Je n’en sais rien ! Il n’y a pas de recette… L’inquiétante étrangeté consiste en l’expérience de Freud qui, dans une gare, entre dans un train, aperçoit son propre reflet dans les vitres superposées du train et ne reconnaît pas son image. Si on applique cette expérience à mes photographies, cela veut dire que quand on regarde une de mes photographies, on ne reconnaît pas ce qu’on voit. Dans le cas de la série sur les mannequins de vitrines par exemple, le trouble s’installe quand on les regarde de près, quand on contemple l’image et qu’on s’aperçoit que par les détails du rendu photographique tout est faux. Le maquillage est peint à la main, les sourcils sont peints à la main, la pupille est peinte, le grain de peau est trop parfait et donc le faux remonte à la surface. Là, le trouble s’installe… On se dit : « Ah, mais non, ce n’est pas aussi simple que ça… Qu’est-ce que c’est que cette image ? ». Voilà un exemple de ce qui peut se passer quand on regarde une de mes photographies.

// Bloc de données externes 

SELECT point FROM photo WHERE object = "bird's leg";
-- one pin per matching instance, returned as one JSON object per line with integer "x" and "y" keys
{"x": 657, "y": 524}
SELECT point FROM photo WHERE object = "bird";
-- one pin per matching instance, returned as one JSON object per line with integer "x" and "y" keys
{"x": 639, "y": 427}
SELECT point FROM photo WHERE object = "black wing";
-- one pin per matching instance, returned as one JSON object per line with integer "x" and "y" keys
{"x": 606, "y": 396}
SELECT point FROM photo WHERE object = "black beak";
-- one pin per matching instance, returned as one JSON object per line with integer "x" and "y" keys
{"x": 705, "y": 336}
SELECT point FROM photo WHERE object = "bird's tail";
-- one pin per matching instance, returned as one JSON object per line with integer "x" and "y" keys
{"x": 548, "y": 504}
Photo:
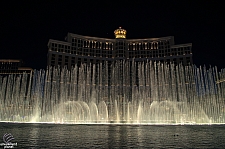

Vous exposez une nouvelle fois aux Rencontres d’Arles. Cette année, ce sont les cinquante ans. Que pensez-vous du Festival ?

C’est un Festival qui a beaucoup évolué et qui a suivi les évolutions de la photographie. On pourrait dire que les fondateurs du Festival ont défendu la photographie au moment où elle commençait à devenir une photographie d’auteur en France. Ils ont fait un travail remarquable. Ils ont défendu les artistes et les auteurs-photographes importants à l’époque. Au fil du temps, la photographie a évolué. Elle a rejoint le domaine des arts en général et le Festival a donné peu à peu une large place à des artistes utilisant la photographie. Aujourd’hui, le Festival est vraiment le reflet de cette complexité de l’utilisation de la photographie. Il n’y a pas une photographie, il y en a des multitudes. Le Festival en est le reflet et en même temps il maintient une vision prospective de découverte de jeunes photographes, de jeunes artistes et donne aussi la place à des artistes qui ont déjà une carrière derrière eux, mais en montrant des travaux qui n’ont pas réellement été montrés avant, qui gardent un caractère inédit.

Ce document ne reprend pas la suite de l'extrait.